King Christian X was famous for his daily horseback rides through the streets of Copenhagen. As a show of solidarity with his people, he took no bodyguard with him, and when asked why he replied that “the hearts (of all Danes) are guarding the King of Denmark.” He further managed to irritate the invaders by sending a telegram of sympathy to Danish Police who were injured during a riot of 300 local Nazis.
|Germans detained by the resistance, May 1945|
Christian Møller had fled to London in 1942 and founded The Free Danes organization. His BBC broadcasts encouraged resistance, and Berlin ordered reprisals by a ratio of 5:1, five murdered Danes for every dead German soldier. In Denmark they were called “clearing murders” and took the place of public firing squads. In a twist of fate, the much loved priest and playwright Kaj Munk, himself an early sympathizer with the Danish conservative youth, who openly admired the German Nazi Party, was murdered. His body was mounted on a fence post with a sign “swine, you worked for Germany just the same.” In August 1943, Berlin sent an ultimatum to the Danish Government which they refused, and subsequently resigned in protest. The Danish Navy scuttled a large part of its fleet, and civil servants took control of their departments.

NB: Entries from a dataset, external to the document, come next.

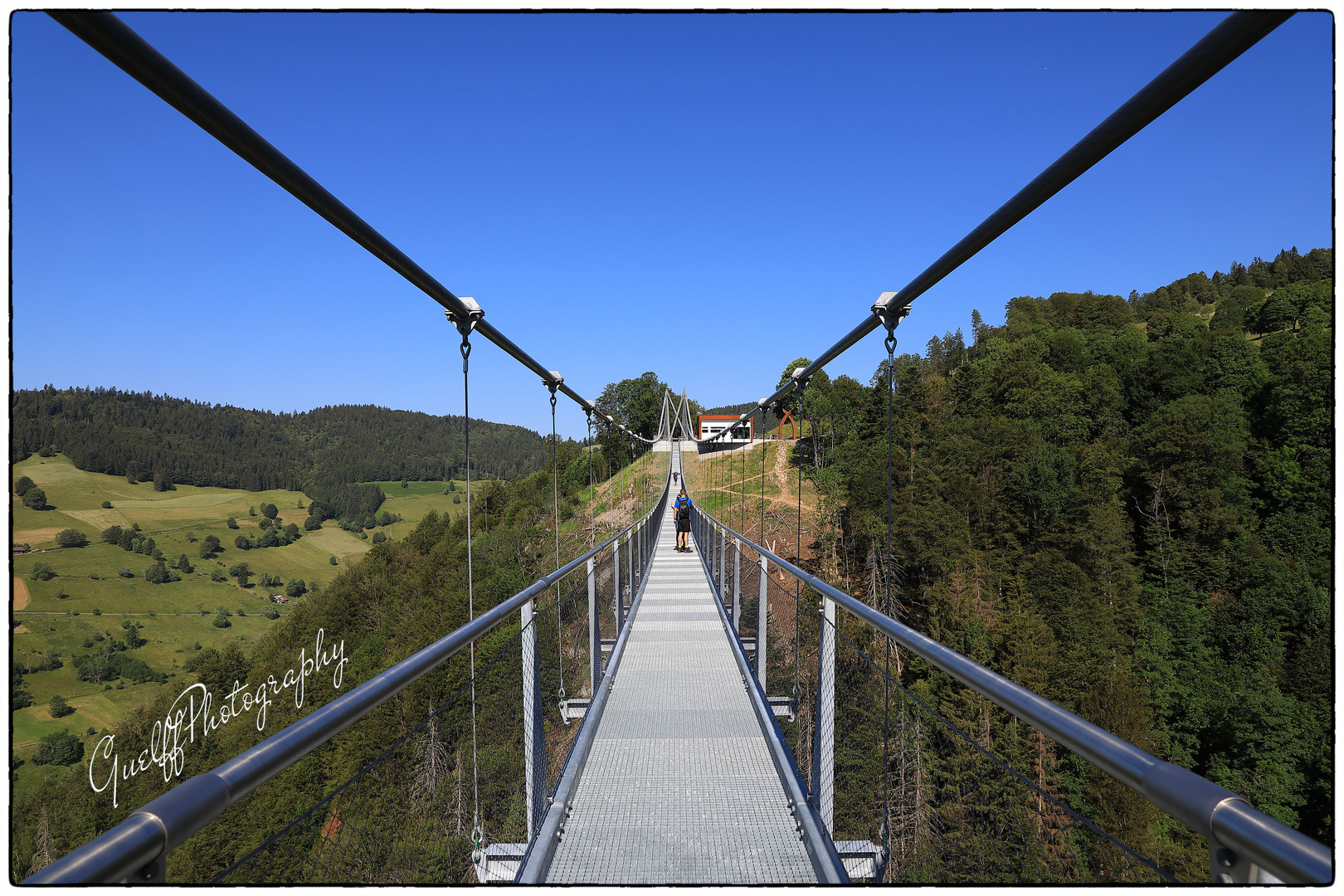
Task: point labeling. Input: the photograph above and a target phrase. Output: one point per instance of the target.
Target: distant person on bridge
(683, 520)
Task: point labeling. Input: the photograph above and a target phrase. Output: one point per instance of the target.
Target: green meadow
(63, 613)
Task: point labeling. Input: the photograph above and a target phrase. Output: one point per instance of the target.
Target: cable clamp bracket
(465, 324)
(890, 316)
(554, 383)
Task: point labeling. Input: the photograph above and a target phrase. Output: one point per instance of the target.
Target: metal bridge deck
(679, 787)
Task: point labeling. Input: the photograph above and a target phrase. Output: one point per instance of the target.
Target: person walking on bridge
(682, 511)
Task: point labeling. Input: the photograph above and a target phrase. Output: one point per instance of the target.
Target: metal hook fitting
(465, 325)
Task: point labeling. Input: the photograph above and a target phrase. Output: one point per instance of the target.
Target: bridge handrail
(1233, 37)
(1224, 817)
(136, 848)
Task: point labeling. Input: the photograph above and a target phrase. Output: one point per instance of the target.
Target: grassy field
(65, 611)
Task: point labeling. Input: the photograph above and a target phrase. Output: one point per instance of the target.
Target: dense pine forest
(1127, 505)
(1124, 504)
(145, 436)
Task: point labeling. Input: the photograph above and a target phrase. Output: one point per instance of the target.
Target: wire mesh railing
(436, 807)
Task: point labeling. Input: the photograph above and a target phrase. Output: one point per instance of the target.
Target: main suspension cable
(886, 687)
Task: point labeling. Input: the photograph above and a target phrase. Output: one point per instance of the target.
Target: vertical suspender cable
(592, 508)
(555, 494)
(464, 327)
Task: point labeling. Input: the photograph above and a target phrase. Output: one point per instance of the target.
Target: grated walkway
(679, 787)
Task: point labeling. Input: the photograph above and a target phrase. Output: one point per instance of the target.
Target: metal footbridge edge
(821, 850)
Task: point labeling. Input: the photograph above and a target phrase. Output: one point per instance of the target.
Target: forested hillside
(1127, 505)
(145, 436)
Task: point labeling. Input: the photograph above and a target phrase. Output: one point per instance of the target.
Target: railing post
(723, 564)
(737, 586)
(594, 635)
(761, 620)
(617, 609)
(531, 755)
(824, 755)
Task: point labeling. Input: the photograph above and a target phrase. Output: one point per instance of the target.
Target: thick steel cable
(130, 52)
(555, 492)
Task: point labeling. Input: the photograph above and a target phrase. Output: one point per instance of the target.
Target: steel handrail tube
(816, 839)
(167, 821)
(1192, 800)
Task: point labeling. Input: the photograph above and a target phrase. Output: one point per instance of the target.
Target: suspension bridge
(738, 719)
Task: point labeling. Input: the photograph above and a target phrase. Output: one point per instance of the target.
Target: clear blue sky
(707, 197)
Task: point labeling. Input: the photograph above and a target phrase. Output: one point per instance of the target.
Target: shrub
(160, 574)
(71, 539)
(58, 748)
(60, 707)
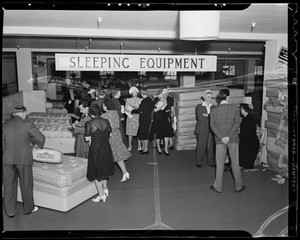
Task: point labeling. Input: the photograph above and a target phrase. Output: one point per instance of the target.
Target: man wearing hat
(205, 153)
(18, 136)
(225, 121)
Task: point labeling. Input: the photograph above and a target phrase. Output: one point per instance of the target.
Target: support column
(271, 52)
(24, 69)
(251, 77)
(187, 79)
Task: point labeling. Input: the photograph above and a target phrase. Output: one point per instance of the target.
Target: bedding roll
(47, 155)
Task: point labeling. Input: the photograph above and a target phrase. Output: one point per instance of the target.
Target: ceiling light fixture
(253, 24)
(207, 22)
(99, 21)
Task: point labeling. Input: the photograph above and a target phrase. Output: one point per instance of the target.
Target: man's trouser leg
(221, 150)
(201, 155)
(26, 186)
(235, 166)
(10, 183)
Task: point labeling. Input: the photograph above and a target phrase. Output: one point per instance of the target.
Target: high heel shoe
(106, 192)
(98, 199)
(145, 152)
(125, 177)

|Field Marshal Montgomery in Copenhagen|
When Denmark is Free Again was the title of a pamphlet published by the country’s four largest resistance groups in 1943. It called for legal action against collaborators, and for free democratic elections. Eli and Evelyn remember how the execution of eight Hvidsten group resistance fighters ignited a national strike, and that in September 1944, 2000 members of the Danish Police Force were arrested and deported to concentration camps.
Notwithstanding the brave rescue of Danish Jews in October 1943, in 2005 prime minister Anders Fogh Rasmussen issued an apology for Jews deported by Denmark from 1940-1943, acknowledging the country was not without some measure of failure regarding the Holocaust.